PROOF: Given isosceles triangle ABC with line AB = line BC, I can construct BD, the angle bisector of angle B. Then, by the definition of an angle bisector, I know that angles ABD = angles CBD. I also know that line segments are congruent to themselves, so line BD = line BD by the reflexive property of congruence. I now have two pairs of sides and an included angle that are congruent, so I know that triangle ABD = triangle CBD by the SAS congruence theorem.
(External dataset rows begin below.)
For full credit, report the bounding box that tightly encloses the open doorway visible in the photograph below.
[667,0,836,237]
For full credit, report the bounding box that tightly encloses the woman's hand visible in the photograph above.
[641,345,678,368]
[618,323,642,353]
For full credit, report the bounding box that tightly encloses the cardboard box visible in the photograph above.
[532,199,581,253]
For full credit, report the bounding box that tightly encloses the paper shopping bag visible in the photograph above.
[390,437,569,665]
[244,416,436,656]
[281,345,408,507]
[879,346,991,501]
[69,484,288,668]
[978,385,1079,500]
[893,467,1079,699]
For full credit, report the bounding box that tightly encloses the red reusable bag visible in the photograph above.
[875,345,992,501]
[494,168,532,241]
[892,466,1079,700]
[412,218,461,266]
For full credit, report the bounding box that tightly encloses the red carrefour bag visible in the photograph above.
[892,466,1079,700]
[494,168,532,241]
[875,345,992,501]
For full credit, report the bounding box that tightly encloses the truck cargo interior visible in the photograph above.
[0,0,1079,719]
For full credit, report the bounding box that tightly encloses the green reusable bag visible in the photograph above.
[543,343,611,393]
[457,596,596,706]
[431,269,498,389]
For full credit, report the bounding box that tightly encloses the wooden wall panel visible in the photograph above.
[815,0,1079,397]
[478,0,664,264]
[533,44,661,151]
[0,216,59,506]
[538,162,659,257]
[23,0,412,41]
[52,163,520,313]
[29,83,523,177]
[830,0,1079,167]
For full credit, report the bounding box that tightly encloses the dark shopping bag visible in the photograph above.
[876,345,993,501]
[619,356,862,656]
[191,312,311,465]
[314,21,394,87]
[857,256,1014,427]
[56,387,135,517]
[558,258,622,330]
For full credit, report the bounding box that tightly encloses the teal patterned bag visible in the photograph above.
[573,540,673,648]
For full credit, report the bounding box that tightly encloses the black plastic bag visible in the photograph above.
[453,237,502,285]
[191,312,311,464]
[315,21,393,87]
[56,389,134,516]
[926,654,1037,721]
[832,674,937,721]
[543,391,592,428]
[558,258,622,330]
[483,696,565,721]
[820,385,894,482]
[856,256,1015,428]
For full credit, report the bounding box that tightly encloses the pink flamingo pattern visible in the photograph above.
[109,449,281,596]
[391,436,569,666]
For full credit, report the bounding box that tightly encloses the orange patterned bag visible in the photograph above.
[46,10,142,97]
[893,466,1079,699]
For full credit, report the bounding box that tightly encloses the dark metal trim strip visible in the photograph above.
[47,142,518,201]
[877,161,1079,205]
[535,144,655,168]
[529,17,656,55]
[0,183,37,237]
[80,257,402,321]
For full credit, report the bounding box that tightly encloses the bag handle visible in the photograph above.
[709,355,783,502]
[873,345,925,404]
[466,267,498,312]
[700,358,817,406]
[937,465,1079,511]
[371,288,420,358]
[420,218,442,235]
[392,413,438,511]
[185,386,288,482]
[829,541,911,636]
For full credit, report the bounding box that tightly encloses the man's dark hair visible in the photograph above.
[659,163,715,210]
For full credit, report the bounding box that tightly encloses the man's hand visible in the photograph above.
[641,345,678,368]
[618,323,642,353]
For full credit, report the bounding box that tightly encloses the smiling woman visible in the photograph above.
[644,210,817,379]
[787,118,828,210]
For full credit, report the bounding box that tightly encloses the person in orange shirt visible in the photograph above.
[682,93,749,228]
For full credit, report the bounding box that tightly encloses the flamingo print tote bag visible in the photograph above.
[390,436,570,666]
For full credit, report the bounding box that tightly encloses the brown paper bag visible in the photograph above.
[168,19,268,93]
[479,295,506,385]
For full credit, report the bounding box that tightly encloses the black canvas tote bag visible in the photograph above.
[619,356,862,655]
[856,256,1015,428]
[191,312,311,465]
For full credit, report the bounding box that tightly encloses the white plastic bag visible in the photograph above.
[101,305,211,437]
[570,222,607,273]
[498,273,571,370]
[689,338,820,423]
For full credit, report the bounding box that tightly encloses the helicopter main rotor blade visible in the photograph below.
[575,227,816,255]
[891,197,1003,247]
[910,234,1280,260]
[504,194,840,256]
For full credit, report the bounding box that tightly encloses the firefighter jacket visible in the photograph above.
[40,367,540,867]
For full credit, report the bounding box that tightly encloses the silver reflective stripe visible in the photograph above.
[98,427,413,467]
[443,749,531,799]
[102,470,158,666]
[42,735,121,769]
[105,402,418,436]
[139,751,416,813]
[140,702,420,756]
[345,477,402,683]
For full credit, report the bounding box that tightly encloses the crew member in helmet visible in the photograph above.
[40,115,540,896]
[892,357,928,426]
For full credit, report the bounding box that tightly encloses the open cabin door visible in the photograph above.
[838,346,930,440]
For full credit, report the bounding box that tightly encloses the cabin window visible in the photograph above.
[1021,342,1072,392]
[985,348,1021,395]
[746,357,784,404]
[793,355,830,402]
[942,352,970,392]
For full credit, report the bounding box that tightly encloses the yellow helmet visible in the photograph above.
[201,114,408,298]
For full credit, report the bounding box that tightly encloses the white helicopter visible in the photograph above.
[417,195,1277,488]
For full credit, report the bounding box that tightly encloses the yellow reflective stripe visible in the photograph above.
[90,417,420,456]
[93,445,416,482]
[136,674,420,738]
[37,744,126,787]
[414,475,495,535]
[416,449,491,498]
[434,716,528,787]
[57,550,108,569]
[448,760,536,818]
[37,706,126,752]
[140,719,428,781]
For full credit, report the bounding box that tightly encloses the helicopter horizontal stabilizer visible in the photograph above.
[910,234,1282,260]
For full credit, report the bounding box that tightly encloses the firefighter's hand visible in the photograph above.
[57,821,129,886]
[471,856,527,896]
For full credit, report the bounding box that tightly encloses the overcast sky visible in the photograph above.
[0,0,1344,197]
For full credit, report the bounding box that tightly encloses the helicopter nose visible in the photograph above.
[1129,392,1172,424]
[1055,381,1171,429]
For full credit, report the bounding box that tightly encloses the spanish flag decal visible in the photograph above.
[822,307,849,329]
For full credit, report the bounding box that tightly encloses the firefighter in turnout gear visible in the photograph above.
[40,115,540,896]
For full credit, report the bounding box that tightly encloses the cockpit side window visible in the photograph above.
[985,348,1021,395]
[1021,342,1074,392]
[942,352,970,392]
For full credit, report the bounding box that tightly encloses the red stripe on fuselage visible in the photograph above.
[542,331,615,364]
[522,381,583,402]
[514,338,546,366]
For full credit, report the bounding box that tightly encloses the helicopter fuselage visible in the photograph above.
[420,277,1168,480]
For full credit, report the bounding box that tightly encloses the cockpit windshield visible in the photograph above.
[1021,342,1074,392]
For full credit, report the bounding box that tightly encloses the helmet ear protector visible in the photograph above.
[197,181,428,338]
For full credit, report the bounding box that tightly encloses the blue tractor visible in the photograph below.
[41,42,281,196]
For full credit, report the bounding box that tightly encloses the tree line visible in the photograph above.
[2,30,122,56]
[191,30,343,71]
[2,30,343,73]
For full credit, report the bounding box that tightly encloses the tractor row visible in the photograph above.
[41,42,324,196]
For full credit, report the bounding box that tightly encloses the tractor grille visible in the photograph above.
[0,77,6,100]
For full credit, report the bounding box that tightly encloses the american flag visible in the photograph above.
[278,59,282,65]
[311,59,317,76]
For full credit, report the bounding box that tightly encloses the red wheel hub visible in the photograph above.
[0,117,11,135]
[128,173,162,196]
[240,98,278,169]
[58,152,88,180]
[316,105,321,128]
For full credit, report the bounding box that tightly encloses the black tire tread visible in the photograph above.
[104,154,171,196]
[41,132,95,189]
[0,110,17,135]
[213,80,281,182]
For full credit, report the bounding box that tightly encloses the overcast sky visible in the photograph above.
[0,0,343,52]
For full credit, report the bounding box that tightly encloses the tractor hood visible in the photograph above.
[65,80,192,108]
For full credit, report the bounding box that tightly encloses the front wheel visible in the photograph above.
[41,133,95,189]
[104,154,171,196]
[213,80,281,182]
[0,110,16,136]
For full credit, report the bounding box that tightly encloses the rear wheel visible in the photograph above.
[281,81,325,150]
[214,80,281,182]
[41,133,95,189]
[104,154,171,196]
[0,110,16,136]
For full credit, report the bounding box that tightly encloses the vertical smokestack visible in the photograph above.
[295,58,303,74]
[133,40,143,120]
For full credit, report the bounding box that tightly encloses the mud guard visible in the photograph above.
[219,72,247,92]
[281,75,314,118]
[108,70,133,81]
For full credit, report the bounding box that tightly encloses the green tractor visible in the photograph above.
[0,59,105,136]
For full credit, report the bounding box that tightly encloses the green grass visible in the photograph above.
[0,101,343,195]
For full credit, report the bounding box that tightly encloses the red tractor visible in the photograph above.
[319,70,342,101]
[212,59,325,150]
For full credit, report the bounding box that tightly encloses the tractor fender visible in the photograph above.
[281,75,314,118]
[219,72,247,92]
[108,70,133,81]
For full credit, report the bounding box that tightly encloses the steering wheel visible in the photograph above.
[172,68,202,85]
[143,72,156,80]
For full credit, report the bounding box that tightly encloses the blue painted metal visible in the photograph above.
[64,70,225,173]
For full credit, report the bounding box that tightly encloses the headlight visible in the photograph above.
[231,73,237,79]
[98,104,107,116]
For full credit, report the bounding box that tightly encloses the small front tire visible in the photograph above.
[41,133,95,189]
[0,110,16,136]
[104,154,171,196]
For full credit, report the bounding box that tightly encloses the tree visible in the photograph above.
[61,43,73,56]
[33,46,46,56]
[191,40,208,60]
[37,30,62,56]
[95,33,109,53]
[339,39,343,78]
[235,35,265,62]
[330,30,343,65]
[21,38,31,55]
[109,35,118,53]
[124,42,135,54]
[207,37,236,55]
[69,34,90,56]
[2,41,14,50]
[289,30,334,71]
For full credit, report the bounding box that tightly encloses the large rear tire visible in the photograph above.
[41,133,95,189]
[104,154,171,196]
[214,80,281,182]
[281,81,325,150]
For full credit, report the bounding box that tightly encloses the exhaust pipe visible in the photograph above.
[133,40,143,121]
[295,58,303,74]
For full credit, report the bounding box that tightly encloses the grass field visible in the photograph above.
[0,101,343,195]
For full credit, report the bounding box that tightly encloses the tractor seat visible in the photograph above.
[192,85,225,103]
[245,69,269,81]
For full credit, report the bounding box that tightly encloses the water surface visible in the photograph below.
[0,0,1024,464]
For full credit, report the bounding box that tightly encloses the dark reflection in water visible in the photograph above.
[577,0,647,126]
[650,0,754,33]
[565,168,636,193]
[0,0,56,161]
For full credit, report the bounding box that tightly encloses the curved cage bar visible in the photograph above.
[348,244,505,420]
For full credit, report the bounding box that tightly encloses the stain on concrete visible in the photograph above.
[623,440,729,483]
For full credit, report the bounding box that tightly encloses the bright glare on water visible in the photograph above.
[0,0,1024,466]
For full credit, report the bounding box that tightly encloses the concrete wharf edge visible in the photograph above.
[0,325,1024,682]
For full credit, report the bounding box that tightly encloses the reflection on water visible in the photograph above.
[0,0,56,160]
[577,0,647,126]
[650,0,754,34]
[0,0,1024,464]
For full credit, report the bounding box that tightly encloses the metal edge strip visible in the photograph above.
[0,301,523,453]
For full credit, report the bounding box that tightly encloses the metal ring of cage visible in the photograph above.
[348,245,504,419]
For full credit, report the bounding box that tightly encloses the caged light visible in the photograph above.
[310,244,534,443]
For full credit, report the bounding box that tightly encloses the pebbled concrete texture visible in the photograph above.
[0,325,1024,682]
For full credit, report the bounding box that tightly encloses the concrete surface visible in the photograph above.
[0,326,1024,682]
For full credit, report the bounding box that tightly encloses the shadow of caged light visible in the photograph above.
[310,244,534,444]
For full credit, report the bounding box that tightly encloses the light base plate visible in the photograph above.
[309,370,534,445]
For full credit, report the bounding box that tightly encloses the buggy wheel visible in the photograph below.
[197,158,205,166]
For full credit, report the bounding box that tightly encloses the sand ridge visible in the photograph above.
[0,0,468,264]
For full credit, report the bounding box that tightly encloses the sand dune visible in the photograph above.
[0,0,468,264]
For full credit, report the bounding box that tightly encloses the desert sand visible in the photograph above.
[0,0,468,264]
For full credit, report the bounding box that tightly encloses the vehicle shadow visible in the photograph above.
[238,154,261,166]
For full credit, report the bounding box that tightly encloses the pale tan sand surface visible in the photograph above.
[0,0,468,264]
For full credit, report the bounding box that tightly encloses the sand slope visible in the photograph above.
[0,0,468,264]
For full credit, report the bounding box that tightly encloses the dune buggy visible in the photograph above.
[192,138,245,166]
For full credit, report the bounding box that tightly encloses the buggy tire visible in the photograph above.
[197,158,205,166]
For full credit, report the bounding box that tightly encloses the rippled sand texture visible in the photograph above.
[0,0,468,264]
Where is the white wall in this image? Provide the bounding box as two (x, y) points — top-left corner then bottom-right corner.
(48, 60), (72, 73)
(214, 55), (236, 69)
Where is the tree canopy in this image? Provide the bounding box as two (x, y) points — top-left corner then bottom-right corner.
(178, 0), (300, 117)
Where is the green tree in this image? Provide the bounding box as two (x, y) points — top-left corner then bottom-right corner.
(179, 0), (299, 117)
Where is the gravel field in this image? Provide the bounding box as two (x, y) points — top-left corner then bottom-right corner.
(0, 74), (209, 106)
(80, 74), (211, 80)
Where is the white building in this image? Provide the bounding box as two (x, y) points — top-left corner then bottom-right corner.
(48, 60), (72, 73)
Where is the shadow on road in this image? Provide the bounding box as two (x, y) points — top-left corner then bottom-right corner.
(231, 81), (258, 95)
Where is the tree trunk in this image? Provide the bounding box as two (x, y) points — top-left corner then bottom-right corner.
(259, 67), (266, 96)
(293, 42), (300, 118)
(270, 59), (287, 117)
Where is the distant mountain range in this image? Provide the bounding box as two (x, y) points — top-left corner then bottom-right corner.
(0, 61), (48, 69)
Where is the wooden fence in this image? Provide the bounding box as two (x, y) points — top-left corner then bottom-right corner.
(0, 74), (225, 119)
Which statement should be placed at the end of the proof?

Question

A. Finally, corresponding parts of congruent triangles are congruent by the CPTCP Theorem, so line AB = line BC
B. Finally, corresponding parts of congruent triangles are congruent by the CPTCP Theorem, so angle A = angle B
C. Finally, corresponding parts of congruent triangles are congruent by the CPTCP Theorem, so angle A = angle C.
D. Finally, angle A = angle C by the Base Angles Theorem.

GPT-4o mini · Answer

The correct choice to conclude the proof is:

D. Finally, angle A = angle C by the Base Angles Theorem.

This is appropriate because, in an isosceles triangle (like triangle ABC, where AB = BC), the angles opposite the congruent sides (angles A and C) must also be congruent. The proof establishes the congruence of triangles ABD and CBD, thus leading to the conclusion that angles A and C are congruent by the Base Angles Theorem.